Canoo Shifts European EV Manufacturing: Ends VDL Nedcar Deal, Partners with VDL Groep

Canoo Shifts Manufacturing Strategy, Ends VDL Nedcar Deal
Electric vehicle innovator Canoo has terminated its contract manufacturing agreement with VDL Nedcar, a Dutch automotive company, as detailed in a recent Securities and Exchange Commission filing. Simultaneously, the company is exploring a new collaboration with VDL Groep, also based in the Netherlands, for vehicle production within the United States.
Focus on Domestic Production
According to Tony Aquila, Canoo’s CEO, the decision to manufacture in America aligns more closely with the company’s core objectives. This includes investing in communities and states that are actively supporting advanced technology manufacturing.

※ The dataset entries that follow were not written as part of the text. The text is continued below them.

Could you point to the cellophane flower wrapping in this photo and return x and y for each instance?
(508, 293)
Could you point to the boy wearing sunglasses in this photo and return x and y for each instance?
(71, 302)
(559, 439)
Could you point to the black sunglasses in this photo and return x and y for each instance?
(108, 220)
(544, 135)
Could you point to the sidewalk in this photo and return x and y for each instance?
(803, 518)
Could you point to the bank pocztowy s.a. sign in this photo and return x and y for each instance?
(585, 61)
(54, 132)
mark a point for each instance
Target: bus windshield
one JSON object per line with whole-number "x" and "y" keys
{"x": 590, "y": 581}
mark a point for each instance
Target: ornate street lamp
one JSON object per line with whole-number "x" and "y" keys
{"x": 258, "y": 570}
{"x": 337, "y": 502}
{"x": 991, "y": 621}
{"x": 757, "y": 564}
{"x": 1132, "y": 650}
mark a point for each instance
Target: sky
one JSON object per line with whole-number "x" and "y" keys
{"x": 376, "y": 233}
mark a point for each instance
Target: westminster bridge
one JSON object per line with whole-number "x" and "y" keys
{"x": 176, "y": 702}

Aquila stated, “The backing from Oklahoma and Arkansas will enable us to reach Start of Production (SOP) sooner and with reduced risk across multiple areas.”
Financial Implications of the Shift
As part of the agreement’s dissolution, VDL Nedcar will return a prepayment of $30.4 million to Canoo. Conversely, VDL Groep will acquire $8.4 million worth of Canoo stock as part of the new partnership.
Headquarters Move and Production Targets
This announcement follows Canoo’s recent decision to relocate its headquarters and establish an advanced manufacturing facility in Bentonville, Arkansas, the same location as Walmart’s headquarters.
Previously, Aquila had projected VDL Nedcar to manufacture up to 25,000 units of Canoo’s lifestyle vehicle in 2023. These vehicles will now be produced in Arkansas.
Mega Microfactory and State Incentives
Canoo is also developing a “mega microfactory” in Oklahoma, anticipated to be operational by late 2023. This facility will focus on producing Canoo pickup trucks and multipurpose delivery vehicles.
Oklahoma has committed $300 million in non-dilutive financial incentives to support Canoo’s operations and the next phase of its manufacturing process. While details regarding similar incentives from Arkansas haven’t been disclosed, their existence is probable.
The SEC filing indicates that Canoo can now more effectively leverage the incentives offered by both Oklahoma and Arkansas. This shift also allows the company to potentially deliver vehicles ahead of the fourth quarter, avoiding a 25% tariff that would have applied had production remained in Europe.
Buy American Act and Government Contracts
With the enactment of the $1 trillion infrastructure bill, including the Buy American Act, Canoo may actively pursue federal government contracts and related incentives.
This legislation prioritizes domestically manufactured products for federal projects and restricts the use of non-domestic supplies.
Strengthening Domestic Supply Chain
Aquila emphasized, “We will be 100% built in the heartland of America, and we have proudly achieved another major milestone of having sourced 96% of our parts from U.S. and Allied Nations.”
Benefits of the New Strategy
By selecting a different manufacturing partner, Canoo aims to mitigate supply chain vulnerabilities, accelerate time to market, and enhance control over innovation and intellectual property.
The company also anticipates an increase in advanced manufacturing jobs within local communities and significant cost savings – estimated at thousands of dollars per unit – by eliminating warranty risks, tariffs, and overseas shipping expenses.
Revised Production Roadmap
Canoo has also released updated guidance regarding its manufacturing strategy and production roadmap for the period spanning 2022 to 2025.
- 2022: Production target increased to 3,000 to 6,000 units, up from the previous estimate of 500 to 1,000 units.
- 2023: Projected production of 14,000 to 17,000 units, an increase from the earlier forecast of 15,000 units.
- 2024: Target production of 40,000 to 50,000 units.
- 2025: Anticipated production of 70,000 to 80,000 units.